- Born: Teresa Norah Burchart 24 August 1882 Haughton-le-Skerne, England
- Died: 1972 (aged 89–90)
- Education: Slade School of Fine Art; von Herkomer’s Academy;
- Known for: Painting

= Teresa Copnall =

British artist (1882-1972)

Teresa Norah Copnall (née Burchart; 24 August 1882 – 1972), was a British painter known for her flower studies and portrait painting.

==Biography==
Copnall was born in Haughton-le-Skerne near Darlington in the north of England, where her father was a company director. She was educated in Brussels before attending art school in Barrow in Furness. Copnall studied at the Slade School of Art in London and also at Hubert von Herkomer’s art school in Bushey.

She married the Liverpool born portrait painter Frank Thomas Copnall (1870-1948) and the couple settled at Hoylake in Cheshire. They also became regular visitors to the artists colony at St Ives in Cornwall.

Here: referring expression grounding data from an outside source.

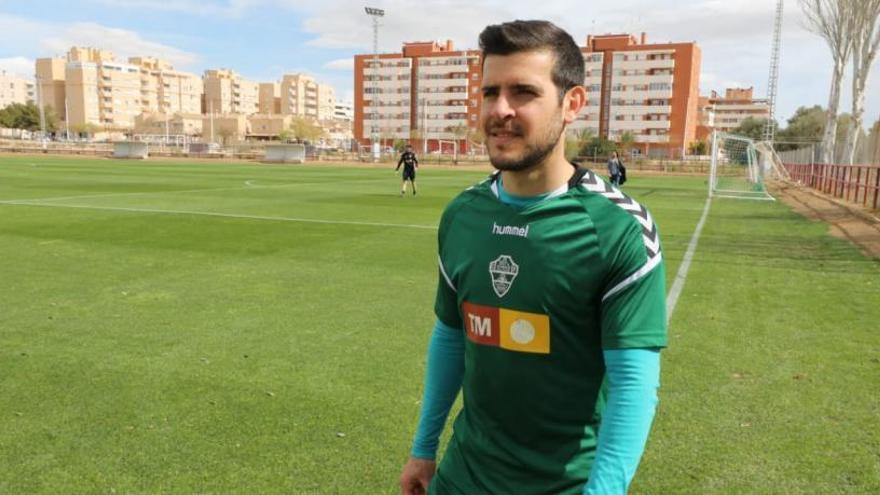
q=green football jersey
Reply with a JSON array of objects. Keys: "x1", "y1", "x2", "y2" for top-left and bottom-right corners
[{"x1": 431, "y1": 167, "x2": 667, "y2": 495}]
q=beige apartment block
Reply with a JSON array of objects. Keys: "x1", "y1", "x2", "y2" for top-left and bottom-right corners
[
  {"x1": 706, "y1": 87, "x2": 770, "y2": 133},
  {"x1": 35, "y1": 58, "x2": 67, "y2": 118},
  {"x1": 259, "y1": 83, "x2": 281, "y2": 114},
  {"x1": 204, "y1": 69, "x2": 259, "y2": 115},
  {"x1": 202, "y1": 113, "x2": 248, "y2": 143},
  {"x1": 134, "y1": 112, "x2": 204, "y2": 136},
  {"x1": 280, "y1": 74, "x2": 336, "y2": 120},
  {"x1": 56, "y1": 47, "x2": 203, "y2": 130},
  {"x1": 0, "y1": 70, "x2": 35, "y2": 109},
  {"x1": 65, "y1": 47, "x2": 142, "y2": 129},
  {"x1": 130, "y1": 57, "x2": 203, "y2": 116},
  {"x1": 248, "y1": 114, "x2": 292, "y2": 138}
]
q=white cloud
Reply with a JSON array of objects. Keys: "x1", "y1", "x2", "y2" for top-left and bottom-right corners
[
  {"x1": 90, "y1": 0, "x2": 266, "y2": 18},
  {"x1": 0, "y1": 14, "x2": 199, "y2": 70},
  {"x1": 0, "y1": 57, "x2": 35, "y2": 78},
  {"x1": 43, "y1": 22, "x2": 199, "y2": 67},
  {"x1": 323, "y1": 58, "x2": 353, "y2": 71}
]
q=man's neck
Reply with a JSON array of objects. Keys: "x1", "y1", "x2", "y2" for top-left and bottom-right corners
[{"x1": 500, "y1": 145, "x2": 571, "y2": 197}]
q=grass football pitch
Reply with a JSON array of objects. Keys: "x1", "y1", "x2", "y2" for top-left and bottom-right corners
[{"x1": 1, "y1": 156, "x2": 878, "y2": 494}]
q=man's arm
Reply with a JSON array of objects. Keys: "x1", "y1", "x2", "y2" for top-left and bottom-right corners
[
  {"x1": 410, "y1": 319, "x2": 465, "y2": 458},
  {"x1": 583, "y1": 348, "x2": 660, "y2": 495},
  {"x1": 397, "y1": 154, "x2": 404, "y2": 170},
  {"x1": 400, "y1": 319, "x2": 465, "y2": 494}
]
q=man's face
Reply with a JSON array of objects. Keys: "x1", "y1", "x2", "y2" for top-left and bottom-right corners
[{"x1": 480, "y1": 50, "x2": 566, "y2": 172}]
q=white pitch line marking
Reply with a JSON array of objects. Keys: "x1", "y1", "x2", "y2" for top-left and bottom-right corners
[
  {"x1": 0, "y1": 177, "x2": 389, "y2": 204},
  {"x1": 666, "y1": 196, "x2": 712, "y2": 323},
  {"x1": 0, "y1": 201, "x2": 438, "y2": 231}
]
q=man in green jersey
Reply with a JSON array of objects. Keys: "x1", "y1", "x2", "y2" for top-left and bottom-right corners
[{"x1": 400, "y1": 20, "x2": 667, "y2": 495}]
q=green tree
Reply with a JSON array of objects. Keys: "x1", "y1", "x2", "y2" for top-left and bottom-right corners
[
  {"x1": 69, "y1": 122, "x2": 102, "y2": 139},
  {"x1": 393, "y1": 138, "x2": 407, "y2": 152},
  {"x1": 277, "y1": 129, "x2": 293, "y2": 143},
  {"x1": 732, "y1": 117, "x2": 775, "y2": 141},
  {"x1": 0, "y1": 102, "x2": 58, "y2": 132},
  {"x1": 580, "y1": 136, "x2": 616, "y2": 162},
  {"x1": 689, "y1": 140, "x2": 708, "y2": 155},
  {"x1": 618, "y1": 131, "x2": 636, "y2": 158},
  {"x1": 565, "y1": 128, "x2": 595, "y2": 161},
  {"x1": 776, "y1": 105, "x2": 825, "y2": 151},
  {"x1": 291, "y1": 117, "x2": 325, "y2": 143}
]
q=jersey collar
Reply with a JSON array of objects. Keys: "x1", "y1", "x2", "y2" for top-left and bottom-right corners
[{"x1": 488, "y1": 163, "x2": 588, "y2": 200}]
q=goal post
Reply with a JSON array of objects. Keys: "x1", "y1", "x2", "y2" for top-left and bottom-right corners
[{"x1": 709, "y1": 131, "x2": 775, "y2": 201}]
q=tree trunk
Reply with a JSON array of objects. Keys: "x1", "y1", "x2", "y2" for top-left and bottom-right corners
[
  {"x1": 843, "y1": 54, "x2": 867, "y2": 164},
  {"x1": 821, "y1": 60, "x2": 845, "y2": 163}
]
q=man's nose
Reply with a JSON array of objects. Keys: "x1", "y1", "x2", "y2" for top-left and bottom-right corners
[{"x1": 488, "y1": 94, "x2": 515, "y2": 120}]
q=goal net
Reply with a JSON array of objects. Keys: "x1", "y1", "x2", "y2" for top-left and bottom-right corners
[{"x1": 709, "y1": 131, "x2": 774, "y2": 200}]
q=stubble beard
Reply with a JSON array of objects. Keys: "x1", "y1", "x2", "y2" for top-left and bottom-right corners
[{"x1": 486, "y1": 114, "x2": 565, "y2": 173}]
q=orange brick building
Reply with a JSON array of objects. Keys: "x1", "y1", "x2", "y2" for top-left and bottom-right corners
[{"x1": 354, "y1": 33, "x2": 702, "y2": 157}]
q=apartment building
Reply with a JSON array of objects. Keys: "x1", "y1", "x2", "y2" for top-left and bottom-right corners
[
  {"x1": 130, "y1": 57, "x2": 202, "y2": 116},
  {"x1": 259, "y1": 82, "x2": 281, "y2": 114},
  {"x1": 133, "y1": 112, "x2": 204, "y2": 137},
  {"x1": 354, "y1": 40, "x2": 481, "y2": 152},
  {"x1": 204, "y1": 69, "x2": 259, "y2": 115},
  {"x1": 279, "y1": 74, "x2": 336, "y2": 120},
  {"x1": 354, "y1": 34, "x2": 701, "y2": 157},
  {"x1": 38, "y1": 47, "x2": 202, "y2": 130},
  {"x1": 248, "y1": 114, "x2": 291, "y2": 138},
  {"x1": 577, "y1": 33, "x2": 701, "y2": 157},
  {"x1": 35, "y1": 58, "x2": 66, "y2": 116},
  {"x1": 334, "y1": 101, "x2": 353, "y2": 121},
  {"x1": 64, "y1": 47, "x2": 141, "y2": 128},
  {"x1": 0, "y1": 70, "x2": 35, "y2": 108},
  {"x1": 702, "y1": 87, "x2": 770, "y2": 134}
]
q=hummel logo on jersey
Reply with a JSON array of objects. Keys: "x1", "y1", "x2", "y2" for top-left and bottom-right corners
[
  {"x1": 462, "y1": 301, "x2": 550, "y2": 354},
  {"x1": 492, "y1": 222, "x2": 530, "y2": 238},
  {"x1": 489, "y1": 255, "x2": 519, "y2": 298}
]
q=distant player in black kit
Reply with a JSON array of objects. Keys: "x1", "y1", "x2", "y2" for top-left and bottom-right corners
[{"x1": 396, "y1": 144, "x2": 419, "y2": 196}]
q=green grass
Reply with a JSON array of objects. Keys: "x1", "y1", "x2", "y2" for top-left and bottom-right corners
[{"x1": 0, "y1": 156, "x2": 877, "y2": 494}]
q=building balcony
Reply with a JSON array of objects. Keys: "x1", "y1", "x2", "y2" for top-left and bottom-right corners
[
  {"x1": 634, "y1": 134, "x2": 670, "y2": 143},
  {"x1": 609, "y1": 120, "x2": 671, "y2": 131},
  {"x1": 613, "y1": 58, "x2": 675, "y2": 71},
  {"x1": 609, "y1": 105, "x2": 672, "y2": 115}
]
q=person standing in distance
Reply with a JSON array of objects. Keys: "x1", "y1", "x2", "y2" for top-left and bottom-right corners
[
  {"x1": 396, "y1": 144, "x2": 419, "y2": 196},
  {"x1": 607, "y1": 150, "x2": 623, "y2": 186},
  {"x1": 399, "y1": 20, "x2": 667, "y2": 495}
]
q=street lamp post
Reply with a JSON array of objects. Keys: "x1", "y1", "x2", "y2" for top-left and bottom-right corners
[{"x1": 365, "y1": 6, "x2": 384, "y2": 161}]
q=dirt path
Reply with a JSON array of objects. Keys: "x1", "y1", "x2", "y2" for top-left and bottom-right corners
[{"x1": 771, "y1": 181, "x2": 880, "y2": 259}]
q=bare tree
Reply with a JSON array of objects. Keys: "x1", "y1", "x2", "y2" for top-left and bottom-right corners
[
  {"x1": 800, "y1": 0, "x2": 856, "y2": 163},
  {"x1": 842, "y1": 0, "x2": 880, "y2": 164}
]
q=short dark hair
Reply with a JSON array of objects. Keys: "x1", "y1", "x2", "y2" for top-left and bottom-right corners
[{"x1": 479, "y1": 20, "x2": 584, "y2": 101}]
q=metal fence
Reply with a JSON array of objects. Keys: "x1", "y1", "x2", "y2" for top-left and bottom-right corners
[{"x1": 783, "y1": 162, "x2": 880, "y2": 210}]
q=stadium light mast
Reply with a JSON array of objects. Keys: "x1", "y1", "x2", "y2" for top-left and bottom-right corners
[
  {"x1": 365, "y1": 6, "x2": 384, "y2": 161},
  {"x1": 764, "y1": 0, "x2": 783, "y2": 145}
]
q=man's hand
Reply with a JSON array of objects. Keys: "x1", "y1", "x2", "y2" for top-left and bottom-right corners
[{"x1": 399, "y1": 457, "x2": 436, "y2": 495}]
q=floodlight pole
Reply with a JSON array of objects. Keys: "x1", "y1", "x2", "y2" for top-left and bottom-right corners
[
  {"x1": 365, "y1": 6, "x2": 384, "y2": 161},
  {"x1": 764, "y1": 0, "x2": 783, "y2": 145}
]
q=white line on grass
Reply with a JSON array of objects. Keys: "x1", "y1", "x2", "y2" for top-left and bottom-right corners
[
  {"x1": 0, "y1": 201, "x2": 439, "y2": 231},
  {"x1": 666, "y1": 196, "x2": 712, "y2": 322},
  {"x1": 0, "y1": 177, "x2": 394, "y2": 204}
]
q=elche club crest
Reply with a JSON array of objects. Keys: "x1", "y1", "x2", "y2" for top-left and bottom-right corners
[{"x1": 489, "y1": 254, "x2": 519, "y2": 298}]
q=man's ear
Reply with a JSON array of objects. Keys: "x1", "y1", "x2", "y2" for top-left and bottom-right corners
[{"x1": 562, "y1": 85, "x2": 587, "y2": 124}]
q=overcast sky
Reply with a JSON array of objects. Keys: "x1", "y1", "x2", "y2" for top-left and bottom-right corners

During her career Copnall exhibited at the Royal Academy in London on several occasions. She also exhibited with the Royal Institute of Oil Painters, the Royal Scottish Academy and the Society of Women Artists. Copnall was a member of the Deeside Art Group and the Royal Glasgow Institute of the Fine Arts. Overseas her work was shown at the Paris Salon and also exhibited in Canada. Both the Medici Society and Raphael Tuck & Sons produced reproductions of her designs and the Walker Art Gallery in Liverpool holds examples of her flower paintings.